Treatment for low back pain has changed dramatically in recent years. Once bed rest for an extended time would have been prescribed and sometimes traction of the spine. These days, bed rest might be needed for the first 24 to 48 hours after injury but then it is best to get up and move around. At this point, physical therapy may be ordered to stretch and strengthen the muscles of the core or torso, which protect and hold the spine in place.

Usually a conservative approach is taken to the treatment of lower back pain and most patients respond to this type of treatment. Initially, pain medication and maybe anti-inflammatory drugs may be prescribed. If the pain continues, x-ray, CT scan or MRI may be done to determine the cause of the back pain.

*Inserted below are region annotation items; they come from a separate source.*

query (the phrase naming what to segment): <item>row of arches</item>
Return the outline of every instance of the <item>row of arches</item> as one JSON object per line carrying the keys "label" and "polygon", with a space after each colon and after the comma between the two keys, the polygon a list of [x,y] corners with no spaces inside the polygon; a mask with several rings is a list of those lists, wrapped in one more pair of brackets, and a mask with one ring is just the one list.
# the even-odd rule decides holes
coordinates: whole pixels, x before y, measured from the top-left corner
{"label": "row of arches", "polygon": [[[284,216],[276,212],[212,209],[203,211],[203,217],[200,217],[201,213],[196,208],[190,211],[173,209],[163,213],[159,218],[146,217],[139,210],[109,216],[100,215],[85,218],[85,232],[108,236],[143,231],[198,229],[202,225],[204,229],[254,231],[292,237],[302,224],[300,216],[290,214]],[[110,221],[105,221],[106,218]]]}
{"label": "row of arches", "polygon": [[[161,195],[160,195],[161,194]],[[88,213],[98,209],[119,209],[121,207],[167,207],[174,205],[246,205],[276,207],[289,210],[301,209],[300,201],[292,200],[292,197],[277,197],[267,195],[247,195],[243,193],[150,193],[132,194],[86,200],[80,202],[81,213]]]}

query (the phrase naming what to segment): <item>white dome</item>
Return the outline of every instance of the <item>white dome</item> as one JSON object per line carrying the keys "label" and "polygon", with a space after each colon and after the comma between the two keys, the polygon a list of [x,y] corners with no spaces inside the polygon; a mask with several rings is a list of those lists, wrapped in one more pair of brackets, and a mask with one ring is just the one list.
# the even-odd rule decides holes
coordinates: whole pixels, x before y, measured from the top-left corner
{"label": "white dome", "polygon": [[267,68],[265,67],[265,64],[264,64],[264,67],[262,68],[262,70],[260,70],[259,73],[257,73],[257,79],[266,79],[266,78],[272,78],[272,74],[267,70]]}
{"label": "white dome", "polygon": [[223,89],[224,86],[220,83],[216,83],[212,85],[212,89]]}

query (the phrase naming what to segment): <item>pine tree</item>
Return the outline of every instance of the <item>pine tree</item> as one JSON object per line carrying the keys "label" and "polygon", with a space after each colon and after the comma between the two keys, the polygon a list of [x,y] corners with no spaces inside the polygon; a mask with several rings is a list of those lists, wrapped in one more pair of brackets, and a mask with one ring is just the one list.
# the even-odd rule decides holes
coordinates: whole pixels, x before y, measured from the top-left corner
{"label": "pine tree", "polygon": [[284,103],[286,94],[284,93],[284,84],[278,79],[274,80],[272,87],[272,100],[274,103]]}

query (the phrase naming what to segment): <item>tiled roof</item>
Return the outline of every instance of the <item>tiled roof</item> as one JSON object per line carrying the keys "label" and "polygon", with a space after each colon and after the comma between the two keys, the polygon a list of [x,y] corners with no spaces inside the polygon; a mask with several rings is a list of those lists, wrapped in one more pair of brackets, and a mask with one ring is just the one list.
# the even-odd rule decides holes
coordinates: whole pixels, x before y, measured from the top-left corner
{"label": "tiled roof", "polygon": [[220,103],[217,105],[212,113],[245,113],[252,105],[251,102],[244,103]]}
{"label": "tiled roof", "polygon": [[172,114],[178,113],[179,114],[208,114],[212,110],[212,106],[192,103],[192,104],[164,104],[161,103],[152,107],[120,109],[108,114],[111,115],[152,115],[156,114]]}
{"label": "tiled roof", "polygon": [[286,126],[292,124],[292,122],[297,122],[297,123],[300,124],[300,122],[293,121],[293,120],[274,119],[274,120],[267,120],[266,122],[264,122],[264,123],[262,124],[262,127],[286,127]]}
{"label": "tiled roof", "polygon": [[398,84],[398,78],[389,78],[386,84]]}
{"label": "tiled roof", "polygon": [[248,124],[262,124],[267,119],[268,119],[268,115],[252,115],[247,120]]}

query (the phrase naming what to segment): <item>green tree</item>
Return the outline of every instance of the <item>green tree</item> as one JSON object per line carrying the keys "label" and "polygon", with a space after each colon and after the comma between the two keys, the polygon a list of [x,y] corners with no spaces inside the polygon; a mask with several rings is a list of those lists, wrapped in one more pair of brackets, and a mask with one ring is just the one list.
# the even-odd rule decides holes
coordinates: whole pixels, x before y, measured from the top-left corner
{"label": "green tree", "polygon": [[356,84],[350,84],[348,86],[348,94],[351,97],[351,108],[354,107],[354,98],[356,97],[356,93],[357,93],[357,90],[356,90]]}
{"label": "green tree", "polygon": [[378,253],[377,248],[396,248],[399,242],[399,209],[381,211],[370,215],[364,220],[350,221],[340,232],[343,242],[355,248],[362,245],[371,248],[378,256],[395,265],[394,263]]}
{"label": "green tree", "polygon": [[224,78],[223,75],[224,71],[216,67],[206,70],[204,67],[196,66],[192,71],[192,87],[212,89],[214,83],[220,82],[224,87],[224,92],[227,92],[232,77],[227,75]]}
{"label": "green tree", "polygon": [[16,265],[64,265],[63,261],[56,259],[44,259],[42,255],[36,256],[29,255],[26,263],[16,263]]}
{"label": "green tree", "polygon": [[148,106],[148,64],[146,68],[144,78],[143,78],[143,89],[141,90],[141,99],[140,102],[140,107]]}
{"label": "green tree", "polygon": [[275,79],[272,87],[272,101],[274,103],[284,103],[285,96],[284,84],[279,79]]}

After the initial intensity of the pain has subsided, physical therapy is helpful to ease tension and spasm in muscles and to teach core strength exercises. Exercises that stretch the muscles attached to the lower back and legs are also helpful. Several alternative treatments can be used to relieve low back pain.

Spinal surgery is only considered when the symptoms of degenerative disc disease and low back pain are severe and remain for an extended time, not responding to the conservative treatment approach. However, this only applies to a very small percentage of patients.

In conclusion, degenerative disc disease is quite common, even expected as we age, but most people experience no adverse symptoms. A person with some degeneration of spinal discs may be more prone to injury causing low back pain. Most patients respond well to conservative treatment and there are many strategies that can be employed at home that are also helpful.